Oregon law simultaneously limits ownership and possessory rights in ways that it does not for inanimate property … . Live animals under Oregon law are subject to statutory welfare protections that ensure their basic minimum care, including veterinary treatment. The obligation to provide that minimum care falls on any person who has custody and control of a dog or other animal.

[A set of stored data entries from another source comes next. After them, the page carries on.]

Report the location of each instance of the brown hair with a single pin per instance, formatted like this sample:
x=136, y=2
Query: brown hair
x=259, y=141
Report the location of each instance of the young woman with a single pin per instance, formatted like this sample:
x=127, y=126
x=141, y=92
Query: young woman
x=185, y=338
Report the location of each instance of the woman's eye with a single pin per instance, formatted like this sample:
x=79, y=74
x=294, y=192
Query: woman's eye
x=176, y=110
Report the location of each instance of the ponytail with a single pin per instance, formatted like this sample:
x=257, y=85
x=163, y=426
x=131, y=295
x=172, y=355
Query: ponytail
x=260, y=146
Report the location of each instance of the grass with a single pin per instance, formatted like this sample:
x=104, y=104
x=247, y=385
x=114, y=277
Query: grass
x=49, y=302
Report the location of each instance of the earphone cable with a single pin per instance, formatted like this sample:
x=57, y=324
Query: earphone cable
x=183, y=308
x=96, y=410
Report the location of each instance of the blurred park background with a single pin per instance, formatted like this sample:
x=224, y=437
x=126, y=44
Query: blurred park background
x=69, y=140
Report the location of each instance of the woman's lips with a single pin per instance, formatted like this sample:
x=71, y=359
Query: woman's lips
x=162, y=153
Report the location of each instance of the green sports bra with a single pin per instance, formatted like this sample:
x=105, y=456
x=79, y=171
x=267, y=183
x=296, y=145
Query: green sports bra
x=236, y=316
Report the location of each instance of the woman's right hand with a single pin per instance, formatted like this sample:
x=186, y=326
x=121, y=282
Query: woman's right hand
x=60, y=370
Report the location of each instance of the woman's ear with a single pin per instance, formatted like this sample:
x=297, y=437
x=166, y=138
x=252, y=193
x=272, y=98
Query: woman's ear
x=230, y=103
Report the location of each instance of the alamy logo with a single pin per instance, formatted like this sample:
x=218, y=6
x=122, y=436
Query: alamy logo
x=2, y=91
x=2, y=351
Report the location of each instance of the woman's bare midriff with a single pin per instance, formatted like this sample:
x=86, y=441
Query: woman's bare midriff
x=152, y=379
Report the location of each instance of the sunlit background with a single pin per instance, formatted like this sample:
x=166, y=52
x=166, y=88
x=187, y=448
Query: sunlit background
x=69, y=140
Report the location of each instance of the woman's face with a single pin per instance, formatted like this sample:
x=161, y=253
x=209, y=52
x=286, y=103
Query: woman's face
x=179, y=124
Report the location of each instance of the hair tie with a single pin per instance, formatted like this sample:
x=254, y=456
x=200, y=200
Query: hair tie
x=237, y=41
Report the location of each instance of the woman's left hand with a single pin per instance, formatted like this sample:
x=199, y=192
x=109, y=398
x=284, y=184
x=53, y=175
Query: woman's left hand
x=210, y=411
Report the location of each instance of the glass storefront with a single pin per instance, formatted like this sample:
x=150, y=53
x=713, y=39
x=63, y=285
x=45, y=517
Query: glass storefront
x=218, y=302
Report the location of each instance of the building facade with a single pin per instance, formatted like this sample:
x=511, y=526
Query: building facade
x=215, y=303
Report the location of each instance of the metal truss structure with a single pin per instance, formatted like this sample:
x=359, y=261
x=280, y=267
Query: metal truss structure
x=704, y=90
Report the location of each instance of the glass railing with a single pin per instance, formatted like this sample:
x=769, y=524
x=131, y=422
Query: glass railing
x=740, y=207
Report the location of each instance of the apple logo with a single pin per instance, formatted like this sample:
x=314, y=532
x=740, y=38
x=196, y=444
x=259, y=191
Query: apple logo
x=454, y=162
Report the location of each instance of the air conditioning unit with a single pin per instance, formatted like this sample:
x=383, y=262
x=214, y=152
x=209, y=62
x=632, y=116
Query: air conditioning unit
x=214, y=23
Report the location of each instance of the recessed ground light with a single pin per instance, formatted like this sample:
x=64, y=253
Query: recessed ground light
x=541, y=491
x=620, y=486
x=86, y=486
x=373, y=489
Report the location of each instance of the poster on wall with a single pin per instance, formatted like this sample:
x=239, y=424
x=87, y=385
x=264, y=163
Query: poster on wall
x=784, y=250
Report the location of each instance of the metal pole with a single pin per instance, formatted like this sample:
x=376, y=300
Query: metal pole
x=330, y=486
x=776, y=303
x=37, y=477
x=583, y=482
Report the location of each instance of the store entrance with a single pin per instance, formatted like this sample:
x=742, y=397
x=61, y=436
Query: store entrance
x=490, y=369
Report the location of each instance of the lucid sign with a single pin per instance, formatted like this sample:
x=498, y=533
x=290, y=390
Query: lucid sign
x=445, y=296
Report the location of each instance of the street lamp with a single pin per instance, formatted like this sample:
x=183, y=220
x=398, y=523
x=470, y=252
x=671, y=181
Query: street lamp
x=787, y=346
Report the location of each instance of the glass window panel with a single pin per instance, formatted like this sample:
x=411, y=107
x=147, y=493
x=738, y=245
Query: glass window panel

A dog owner simply has no cognizable right, in the name of [his or] her privacy, to countermand that obligation.

Id. at 443. The court emphasized the importance of providing appropriate medical care to the dog, ultimately holding that “[a]n examination of the dog’s physical health and condition in that circumstance, pursuant to a medical judgment of what is appropriate for diagnosis and treatment, is not a form of government scrutiny that, under legal and social norms and conventions, invades a dog owner’s protected privacy rights.” Id.

[*P19] By the same token, multiple states have held that the exigent circumstances exception to the warrant requirement allows state agents to conduct a warrantless search or seizure in order to prevent an imminent threat to a nonhuman animal’s well-being. See Commonwealth v. Duncan, 467 Mass. 746, 7 N.E.3d 469, 474 (Mass. 2014); State v. Stone, 2004 MT 151, ¶ 39, 321 Mont. 489, 92 P.3d 1178; State v. Fessenden, 258 Ore. App. 639, 310 P.3d 1163, 1169 (Or. Ct. App. 2013). The Vermont Legislature has codified this exception in 13 V.S.A. § 354(b)(3), which allows a humane officer to seize an animal without a warrant if the officer “determines that an animal’s life is in jeopardy and immediate action is required to protect the animal’s health or safety.” These examples all establish that a defendant’s property rights over animals are limited when animal welfare is at risk, and we must take the animals’ welfare into consideration when determining the legality of a search or seizure.